India ratified the Protocol on January 23, 2003 and the Ministry of Environment & Forests (MoEF) is the nodal ministry for implementation of Cartagena Protocol. MoEF has taken several initiatives to meet its obligations to the Protocol including capacity building of various stake holders for its effective implementation in the country.

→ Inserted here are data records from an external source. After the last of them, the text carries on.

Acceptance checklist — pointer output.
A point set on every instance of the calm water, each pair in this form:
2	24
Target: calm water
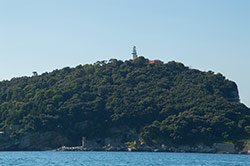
119	159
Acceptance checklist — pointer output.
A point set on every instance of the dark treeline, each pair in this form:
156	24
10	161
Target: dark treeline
154	103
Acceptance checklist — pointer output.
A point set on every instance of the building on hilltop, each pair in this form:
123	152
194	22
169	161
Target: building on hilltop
134	56
156	61
134	53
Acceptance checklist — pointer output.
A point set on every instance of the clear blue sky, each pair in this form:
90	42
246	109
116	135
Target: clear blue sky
42	35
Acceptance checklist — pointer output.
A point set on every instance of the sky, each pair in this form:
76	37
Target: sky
43	35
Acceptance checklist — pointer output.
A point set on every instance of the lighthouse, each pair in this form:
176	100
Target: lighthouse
134	53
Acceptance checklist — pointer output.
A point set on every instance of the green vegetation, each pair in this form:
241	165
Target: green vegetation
132	100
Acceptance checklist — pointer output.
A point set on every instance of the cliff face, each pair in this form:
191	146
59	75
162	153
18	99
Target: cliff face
153	104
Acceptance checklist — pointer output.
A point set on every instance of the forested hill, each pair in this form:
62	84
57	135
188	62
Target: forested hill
131	100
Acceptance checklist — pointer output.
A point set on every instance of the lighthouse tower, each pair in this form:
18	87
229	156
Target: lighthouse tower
134	53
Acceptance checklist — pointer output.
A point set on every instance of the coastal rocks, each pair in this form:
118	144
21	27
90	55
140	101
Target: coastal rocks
35	141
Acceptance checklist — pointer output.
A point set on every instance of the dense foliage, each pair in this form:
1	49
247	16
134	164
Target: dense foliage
156	103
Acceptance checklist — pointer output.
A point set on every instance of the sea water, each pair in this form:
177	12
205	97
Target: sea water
120	159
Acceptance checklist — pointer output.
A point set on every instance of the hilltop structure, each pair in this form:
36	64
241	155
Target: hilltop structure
134	53
134	56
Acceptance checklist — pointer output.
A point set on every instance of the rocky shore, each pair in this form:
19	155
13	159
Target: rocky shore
216	148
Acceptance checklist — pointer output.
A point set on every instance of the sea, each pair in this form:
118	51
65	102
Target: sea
120	159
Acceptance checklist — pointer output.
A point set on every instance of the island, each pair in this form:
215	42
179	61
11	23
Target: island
132	105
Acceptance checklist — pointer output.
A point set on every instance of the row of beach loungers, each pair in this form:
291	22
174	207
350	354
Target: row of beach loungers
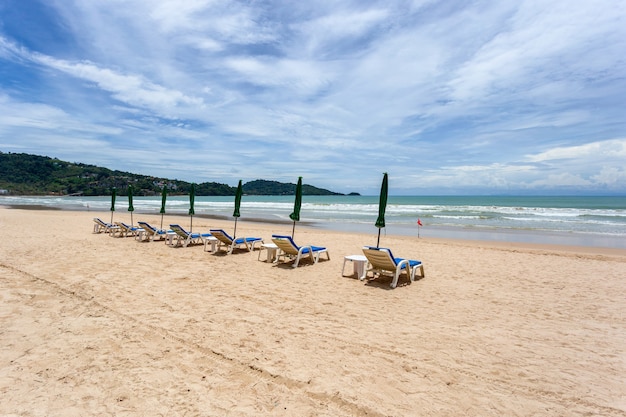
380	261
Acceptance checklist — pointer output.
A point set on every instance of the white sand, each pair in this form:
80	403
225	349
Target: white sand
94	325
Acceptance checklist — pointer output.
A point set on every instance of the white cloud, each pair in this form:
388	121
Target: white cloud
607	149
479	94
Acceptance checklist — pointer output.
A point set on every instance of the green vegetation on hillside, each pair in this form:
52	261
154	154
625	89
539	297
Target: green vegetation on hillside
24	174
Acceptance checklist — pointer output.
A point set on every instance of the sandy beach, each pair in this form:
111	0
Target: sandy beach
94	325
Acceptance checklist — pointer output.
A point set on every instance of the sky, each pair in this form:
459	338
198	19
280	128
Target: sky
449	97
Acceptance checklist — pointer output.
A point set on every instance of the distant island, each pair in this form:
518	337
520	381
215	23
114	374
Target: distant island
25	174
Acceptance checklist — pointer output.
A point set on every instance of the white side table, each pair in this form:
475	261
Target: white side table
271	251
212	240
169	238
358	265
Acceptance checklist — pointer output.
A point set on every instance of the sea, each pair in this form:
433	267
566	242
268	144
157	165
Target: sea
564	220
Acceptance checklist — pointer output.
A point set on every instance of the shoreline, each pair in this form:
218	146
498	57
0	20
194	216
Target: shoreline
496	236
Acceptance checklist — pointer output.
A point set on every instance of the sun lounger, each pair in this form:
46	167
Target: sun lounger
288	249
124	230
383	262
100	226
150	233
186	238
226	240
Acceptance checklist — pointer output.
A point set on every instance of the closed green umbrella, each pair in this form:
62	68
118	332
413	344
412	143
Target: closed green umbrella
113	195
163	198
130	203
382	206
236	213
295	216
192	198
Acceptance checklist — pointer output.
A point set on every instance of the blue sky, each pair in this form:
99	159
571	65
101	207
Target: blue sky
448	97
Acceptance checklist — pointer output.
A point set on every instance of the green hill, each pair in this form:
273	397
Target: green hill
25	174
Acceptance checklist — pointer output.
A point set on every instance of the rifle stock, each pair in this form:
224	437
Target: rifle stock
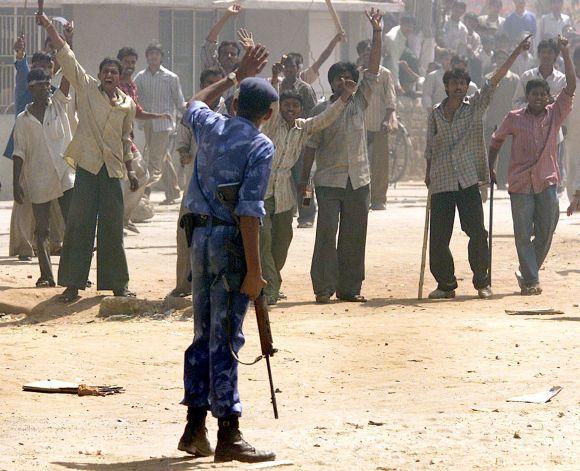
266	342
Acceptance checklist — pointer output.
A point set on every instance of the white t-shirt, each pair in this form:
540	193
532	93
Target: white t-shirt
45	174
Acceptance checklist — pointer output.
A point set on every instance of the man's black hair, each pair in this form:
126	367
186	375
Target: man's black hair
537	83
38	74
470	15
291	95
39	57
110	61
408	19
127	51
549	44
457	59
341	67
576	56
296	57
210	72
252	111
363	46
456	74
225	44
292	59
154	46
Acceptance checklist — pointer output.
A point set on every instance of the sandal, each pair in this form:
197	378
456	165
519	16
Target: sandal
356	298
176	293
124	293
69	295
41	283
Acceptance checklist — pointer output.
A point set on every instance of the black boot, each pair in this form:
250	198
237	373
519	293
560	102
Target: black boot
232	446
194	439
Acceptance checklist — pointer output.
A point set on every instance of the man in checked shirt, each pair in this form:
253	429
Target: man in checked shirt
534	175
456	165
289	134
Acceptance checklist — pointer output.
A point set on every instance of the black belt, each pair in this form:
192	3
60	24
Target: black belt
201	220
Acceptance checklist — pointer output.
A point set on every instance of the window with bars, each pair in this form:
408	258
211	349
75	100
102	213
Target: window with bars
182	34
13	22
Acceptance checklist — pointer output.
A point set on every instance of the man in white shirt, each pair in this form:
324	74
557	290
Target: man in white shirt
433	87
396	41
573	147
41	134
548	53
159	91
454	32
552	24
492	22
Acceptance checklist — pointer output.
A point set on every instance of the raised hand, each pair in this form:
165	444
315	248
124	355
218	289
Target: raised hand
253	62
375	18
20	44
68	31
349	87
246	38
234	9
42	20
563	44
526	44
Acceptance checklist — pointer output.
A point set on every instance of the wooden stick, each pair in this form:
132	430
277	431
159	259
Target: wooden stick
424	250
490	229
335	18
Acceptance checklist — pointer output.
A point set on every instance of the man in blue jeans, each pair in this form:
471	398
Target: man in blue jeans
533	174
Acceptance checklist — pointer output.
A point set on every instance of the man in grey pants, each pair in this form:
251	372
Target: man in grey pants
342	181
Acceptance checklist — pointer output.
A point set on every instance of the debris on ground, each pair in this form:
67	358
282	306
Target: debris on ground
534	312
65	387
538	398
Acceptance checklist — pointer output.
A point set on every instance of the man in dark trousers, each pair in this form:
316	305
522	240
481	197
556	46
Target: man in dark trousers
225	254
101	152
342	181
456	166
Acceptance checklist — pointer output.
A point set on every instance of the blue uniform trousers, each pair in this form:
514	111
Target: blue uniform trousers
210	371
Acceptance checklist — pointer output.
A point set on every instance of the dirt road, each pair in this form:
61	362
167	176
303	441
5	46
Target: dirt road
391	384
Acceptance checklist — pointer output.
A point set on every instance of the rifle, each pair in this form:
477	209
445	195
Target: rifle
228	195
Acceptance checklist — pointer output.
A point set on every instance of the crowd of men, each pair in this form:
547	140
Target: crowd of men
256	153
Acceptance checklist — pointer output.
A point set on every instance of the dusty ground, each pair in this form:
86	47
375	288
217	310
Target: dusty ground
417	370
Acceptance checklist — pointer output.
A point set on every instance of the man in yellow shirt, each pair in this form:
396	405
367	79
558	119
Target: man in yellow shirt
101	152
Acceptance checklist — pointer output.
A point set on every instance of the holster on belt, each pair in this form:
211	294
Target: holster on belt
187	223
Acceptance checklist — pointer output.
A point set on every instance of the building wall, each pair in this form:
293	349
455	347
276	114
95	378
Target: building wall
103	30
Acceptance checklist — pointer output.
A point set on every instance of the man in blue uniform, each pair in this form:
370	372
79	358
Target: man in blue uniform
225	257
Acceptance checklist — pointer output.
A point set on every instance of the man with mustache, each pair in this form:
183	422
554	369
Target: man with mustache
456	165
534	175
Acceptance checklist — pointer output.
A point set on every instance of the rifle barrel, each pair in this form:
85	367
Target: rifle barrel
272	391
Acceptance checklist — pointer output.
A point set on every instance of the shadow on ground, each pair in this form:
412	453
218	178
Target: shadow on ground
152	464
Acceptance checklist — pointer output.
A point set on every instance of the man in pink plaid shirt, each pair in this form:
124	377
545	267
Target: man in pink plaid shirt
533	174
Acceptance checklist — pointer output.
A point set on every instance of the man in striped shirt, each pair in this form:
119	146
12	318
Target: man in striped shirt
289	134
533	175
159	91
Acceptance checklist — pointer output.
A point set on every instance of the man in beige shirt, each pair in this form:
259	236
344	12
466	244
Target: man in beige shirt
101	152
378	117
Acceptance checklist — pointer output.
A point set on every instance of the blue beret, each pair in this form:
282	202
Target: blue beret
256	94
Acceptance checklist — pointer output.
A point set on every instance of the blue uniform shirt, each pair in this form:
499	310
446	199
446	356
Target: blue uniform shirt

MoEF is implementing a GEF- World Bank funded Capacity Building Project on Bio-safety with an objective to strengthen of regulatory framework, particularly on transboundary movement of living modified organisms (LMOs)/ genetically modified organisms (GMOs), risk assessment and management, training and human resource development and information sharing.

Biosafety Regulatory Framework in India:           

The Ministry of Environment and Forests (MoEF) has notified the Rules for the Manufacture, Use, Import, Export and Storage of Hazardous Microorganisms/Genetically Engineered Organisms or Cells 1989 (known as ‘Rules, 1989’) under the Environment (Protection) Act, 1986. These rules and regulations cover the areas of research as well as large scale applications of Genetically Modified Organism (GMOs) and products made there from throughout India.  The rules also cover the application of hazardous microorganisms which may not be genetically modified.  Hazardous microorganisms include those which are pathogenic to animals as well as plants. 

These rules also define the competent authorities and composition of such authorities for handling of various aspects of the rules.  Presently there are five competent authorities  that is,

• Institutional Biosafety Committees (IBSC),

•  Review Committee of Genetic Manipulation (RCGM),

• Genetic Engineering Approval Committee (GEAC),

• State Biotechnology Coordination Committee (SBCC) and

• The District Level Committee (DLC).

The RCGM established under the Department of Biotechnology (DBT) supervises research activities including small scale field trials, whereas approvals for large scale releases and commercialization of GMOs are given by the GEAC, established under the MoEF. The SBCCs and DLCs have a major role in monitoring.

BIOSAFETY RESEARCH REGULATORY PROCESS IN INDIA:

• RCGM is the regulatory authority for Biosafety Research Level I (BRL I) trials. These trials are limited to no more than one acre per trial site location.

• GEAC is the regulatory authority for Biosafety Research Level II.(BRL II) trials. Size and number of trials will depend on case by case.

•  Minimum of three seasons/ years BRL trials are required for generating biosafety data for an event

While the debate on transgenic foods has not reached the heights it has in Europe and other countries, a public interest litigation (PIL) on bio-safety of Genetically Modified Organism (GMO) has come to the rescue of anti-GM campaigners. The PIL demanded, among other things, a stop to all field trials of GM crops in the country. In its first order dated May 1, 2006, the Supreme Court had directed that till further orders, field trials of genetically modified crops should be conducted only with the approval of the Genetic Engineering Approval Committee (GEAC). Earlier they used to be approved by the Review Committee on Genetic Manipulation (RCGM) under the Department of Biotechnology. The PIL contented that RCGM did not have the jurisdiction since it was under a department that was primarily responsible for the promotion of such untested biotechnology. In another order of September 22, 2006, the apex court said that while it was not inclined to direct stoppage of field trials, it ordered the GEAC to withhold approvals.